The Montreal-based firm Lavery, de Billy recently started using QR, or “quick response,” codes in several of its advertising campaigns after using them successfully for recruiting. “Because of the appeal technology has with younger lawyers, our first opportunity to use the QR codes was in a recruitment campaign,” says Lavery partner Guy Lavoie, who is a member of the firm’s business development team. “Response from students was good.”

Developed in Japan in the ’90s, QR codes let smartphone users connect instantly to digital resources, including webpages, vCards and more. Smartphones have exploded in popularity in North America—nearly a third of mobile phone users in the U.S. had a smartphone at the end of 2010, according to Nielsen—and that segment is expected to continue to rise.

Lavery has now used QR codes in a variety of print advertising and marketing campaigns, and it reports a 50 percent uptick in the number of visitors to its website as a result of them.

Lise Allard, Lavery’s director of business development and communications, says clients have found the QR codes “neat and interesting” and adds that “we are using [them] as part of an integrated marketing approach.”
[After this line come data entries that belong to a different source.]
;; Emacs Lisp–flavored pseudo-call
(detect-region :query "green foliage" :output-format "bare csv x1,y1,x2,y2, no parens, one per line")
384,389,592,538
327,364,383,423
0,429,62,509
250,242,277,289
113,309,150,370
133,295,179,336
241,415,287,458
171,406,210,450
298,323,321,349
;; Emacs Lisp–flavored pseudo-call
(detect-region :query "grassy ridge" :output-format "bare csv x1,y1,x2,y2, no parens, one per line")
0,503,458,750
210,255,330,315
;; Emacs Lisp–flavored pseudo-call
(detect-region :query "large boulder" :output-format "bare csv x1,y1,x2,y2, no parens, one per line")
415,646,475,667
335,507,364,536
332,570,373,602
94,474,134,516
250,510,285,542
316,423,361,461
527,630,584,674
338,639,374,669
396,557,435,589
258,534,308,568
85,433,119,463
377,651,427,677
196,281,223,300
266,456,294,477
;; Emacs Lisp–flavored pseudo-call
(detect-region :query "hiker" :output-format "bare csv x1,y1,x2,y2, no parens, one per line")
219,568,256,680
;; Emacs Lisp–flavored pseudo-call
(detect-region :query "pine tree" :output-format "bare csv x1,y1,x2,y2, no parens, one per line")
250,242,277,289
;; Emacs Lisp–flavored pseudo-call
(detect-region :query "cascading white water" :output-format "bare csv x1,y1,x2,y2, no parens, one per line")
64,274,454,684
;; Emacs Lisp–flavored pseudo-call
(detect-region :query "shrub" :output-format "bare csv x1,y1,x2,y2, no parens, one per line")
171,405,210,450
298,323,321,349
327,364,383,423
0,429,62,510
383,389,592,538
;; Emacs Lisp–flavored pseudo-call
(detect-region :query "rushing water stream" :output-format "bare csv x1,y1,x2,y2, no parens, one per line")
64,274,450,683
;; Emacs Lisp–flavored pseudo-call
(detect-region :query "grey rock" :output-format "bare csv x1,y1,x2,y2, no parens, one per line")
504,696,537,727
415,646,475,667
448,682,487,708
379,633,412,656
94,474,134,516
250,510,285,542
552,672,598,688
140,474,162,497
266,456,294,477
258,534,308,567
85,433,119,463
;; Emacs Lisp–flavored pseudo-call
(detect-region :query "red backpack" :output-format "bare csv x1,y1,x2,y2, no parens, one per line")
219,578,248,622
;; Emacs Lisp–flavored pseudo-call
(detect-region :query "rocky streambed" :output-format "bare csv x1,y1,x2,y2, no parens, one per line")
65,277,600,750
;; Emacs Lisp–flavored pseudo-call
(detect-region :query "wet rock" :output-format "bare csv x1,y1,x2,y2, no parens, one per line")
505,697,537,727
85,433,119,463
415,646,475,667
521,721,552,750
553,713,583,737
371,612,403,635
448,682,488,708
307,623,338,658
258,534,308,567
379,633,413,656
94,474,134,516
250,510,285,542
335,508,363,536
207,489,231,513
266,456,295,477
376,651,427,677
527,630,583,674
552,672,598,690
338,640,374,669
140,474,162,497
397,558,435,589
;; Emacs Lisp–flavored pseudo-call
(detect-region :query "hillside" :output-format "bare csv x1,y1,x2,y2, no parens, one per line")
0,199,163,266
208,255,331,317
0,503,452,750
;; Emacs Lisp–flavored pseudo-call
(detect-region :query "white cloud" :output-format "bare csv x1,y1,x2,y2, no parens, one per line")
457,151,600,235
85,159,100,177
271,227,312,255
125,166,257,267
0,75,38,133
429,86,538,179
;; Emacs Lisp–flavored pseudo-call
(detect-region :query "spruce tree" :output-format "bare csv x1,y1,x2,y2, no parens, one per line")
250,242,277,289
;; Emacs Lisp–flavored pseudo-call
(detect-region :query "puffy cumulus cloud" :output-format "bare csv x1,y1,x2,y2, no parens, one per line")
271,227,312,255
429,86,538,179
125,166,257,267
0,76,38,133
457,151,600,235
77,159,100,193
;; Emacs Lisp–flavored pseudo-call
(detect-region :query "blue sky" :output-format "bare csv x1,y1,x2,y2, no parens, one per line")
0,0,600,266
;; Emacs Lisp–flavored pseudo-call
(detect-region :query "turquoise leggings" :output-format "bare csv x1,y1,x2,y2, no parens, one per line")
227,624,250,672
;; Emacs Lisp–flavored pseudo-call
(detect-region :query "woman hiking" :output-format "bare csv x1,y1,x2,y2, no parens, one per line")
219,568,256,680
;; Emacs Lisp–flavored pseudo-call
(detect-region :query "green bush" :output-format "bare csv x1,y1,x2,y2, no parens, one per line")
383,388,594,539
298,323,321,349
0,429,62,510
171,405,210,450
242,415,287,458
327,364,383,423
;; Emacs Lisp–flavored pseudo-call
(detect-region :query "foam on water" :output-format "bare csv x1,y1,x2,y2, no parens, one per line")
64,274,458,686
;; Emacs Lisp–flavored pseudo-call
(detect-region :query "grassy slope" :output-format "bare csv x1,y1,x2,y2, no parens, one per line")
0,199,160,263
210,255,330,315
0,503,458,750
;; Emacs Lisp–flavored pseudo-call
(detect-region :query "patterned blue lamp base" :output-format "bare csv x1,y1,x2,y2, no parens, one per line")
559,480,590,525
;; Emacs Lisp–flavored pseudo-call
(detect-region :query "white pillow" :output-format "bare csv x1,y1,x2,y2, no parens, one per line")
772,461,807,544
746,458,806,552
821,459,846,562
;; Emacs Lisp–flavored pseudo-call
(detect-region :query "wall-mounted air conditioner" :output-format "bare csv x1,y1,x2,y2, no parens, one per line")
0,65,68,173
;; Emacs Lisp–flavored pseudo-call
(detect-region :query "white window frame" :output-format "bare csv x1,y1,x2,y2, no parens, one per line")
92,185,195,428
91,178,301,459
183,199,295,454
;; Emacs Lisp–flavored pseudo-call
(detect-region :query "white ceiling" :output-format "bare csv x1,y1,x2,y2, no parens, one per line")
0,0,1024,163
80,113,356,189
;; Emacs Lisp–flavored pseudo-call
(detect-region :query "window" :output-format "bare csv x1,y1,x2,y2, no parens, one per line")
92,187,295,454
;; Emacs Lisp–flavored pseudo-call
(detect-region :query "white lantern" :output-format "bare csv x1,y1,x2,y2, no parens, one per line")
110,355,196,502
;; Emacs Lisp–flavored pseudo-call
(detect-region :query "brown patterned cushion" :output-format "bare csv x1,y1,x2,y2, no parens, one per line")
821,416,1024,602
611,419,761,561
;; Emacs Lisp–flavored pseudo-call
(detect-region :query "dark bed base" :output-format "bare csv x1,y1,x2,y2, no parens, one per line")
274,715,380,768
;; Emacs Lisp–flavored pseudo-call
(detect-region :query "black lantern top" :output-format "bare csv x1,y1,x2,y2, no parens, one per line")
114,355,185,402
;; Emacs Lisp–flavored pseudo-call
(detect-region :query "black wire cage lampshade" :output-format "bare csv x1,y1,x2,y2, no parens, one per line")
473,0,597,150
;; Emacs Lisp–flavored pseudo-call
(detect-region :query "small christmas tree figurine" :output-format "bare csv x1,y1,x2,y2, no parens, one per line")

Seizing on the popularity of smartphones, Cynthia Jezek, a solo practitioner in South Padre Island, Texas, began using QR codes this year in part to do away with hand-lettered signs when she was out of the office. She has four QR codes on the signage outside her office, one of which links to a status page to inform visitors when she is out of the office and when she expects to return. “There were times when I’d go out to lunch and I’d have to put up a tacky sign,” she says. But with the QR code linked to a webpage, she can update the information from her cellphone if she’s running late.

Jezek hasn’t seen much of a response yet, though. “I don’t think they’re a bad thing,” she says. “I think when people get used to seeing them and using them, they’ll be handy.”